Following a recent verification process carried out by the HSE to see if consultants are working longer hours, the Minister indicated they will be paid higher salaries this year, but that any pay increases will have to be phased in.

It is not clear yet when these increases will be paid. Ms Harney has said she is considering the issue in the context of the revised HSE service plan for 2009 which is on her desk for approval.

She also indicated last month that a range of allowances due to be paid to consultants who signed up to the new arrangements are being re-examined with a view to reducing costs.

Meanwhile, consultants are not the only doctors to have their pay threatened. The Government announced plans to cut fees to a range of healthcare professionals, including GPs, by about 8 per cent in February.

Since then the IMO and other groups have been invited to make submissions to the Department of Health on the proposed fee reduction. These submissions, according to a spokesman for the department yesterday, are still being considered.

Speaking at the conference, outgoing president of the organisation Dr Martin Daly said GPs have already accepted a reduction in capitation fees for the treatment of over-70s patients since January, on foot of the automatic medical card entitlement to those over-70 being abolished in October’s budget. He said this should be taken into account in any bid by the Government to reduce their fees further.

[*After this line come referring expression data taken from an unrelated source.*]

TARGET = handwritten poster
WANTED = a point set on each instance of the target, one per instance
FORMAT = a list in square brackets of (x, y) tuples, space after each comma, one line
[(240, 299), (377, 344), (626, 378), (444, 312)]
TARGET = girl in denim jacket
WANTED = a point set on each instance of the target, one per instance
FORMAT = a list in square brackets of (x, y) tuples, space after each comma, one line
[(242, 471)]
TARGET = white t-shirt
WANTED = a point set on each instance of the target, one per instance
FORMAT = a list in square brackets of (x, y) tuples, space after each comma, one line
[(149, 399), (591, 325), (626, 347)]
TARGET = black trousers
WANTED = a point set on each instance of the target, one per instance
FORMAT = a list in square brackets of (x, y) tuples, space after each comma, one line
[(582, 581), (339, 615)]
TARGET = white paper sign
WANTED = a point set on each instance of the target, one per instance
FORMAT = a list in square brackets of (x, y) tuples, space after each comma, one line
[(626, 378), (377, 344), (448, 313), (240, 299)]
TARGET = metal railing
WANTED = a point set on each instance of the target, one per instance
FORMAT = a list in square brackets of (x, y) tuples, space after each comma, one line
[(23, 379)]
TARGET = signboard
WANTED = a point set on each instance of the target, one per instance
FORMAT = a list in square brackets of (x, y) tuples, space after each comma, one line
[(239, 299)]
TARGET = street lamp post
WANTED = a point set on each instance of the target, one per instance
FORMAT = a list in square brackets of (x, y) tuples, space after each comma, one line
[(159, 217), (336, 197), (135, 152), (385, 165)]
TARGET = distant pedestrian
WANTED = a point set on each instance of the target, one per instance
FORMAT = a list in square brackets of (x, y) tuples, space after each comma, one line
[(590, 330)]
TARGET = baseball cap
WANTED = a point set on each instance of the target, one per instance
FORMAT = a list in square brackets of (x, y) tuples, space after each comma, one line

If allowances paid to GPs which enable them to employ staff such as practice nurses are subject to the planned fee reduction, many doctors may be forced to cut staff hours and perhaps make nurses and administrators redundant.

Medical card patients may also suffer because services delivered on a pro-bono basis by GPs may stop. GPs may also have to transfer care in some instances to the local hospitals and they may be unable to accept new patients.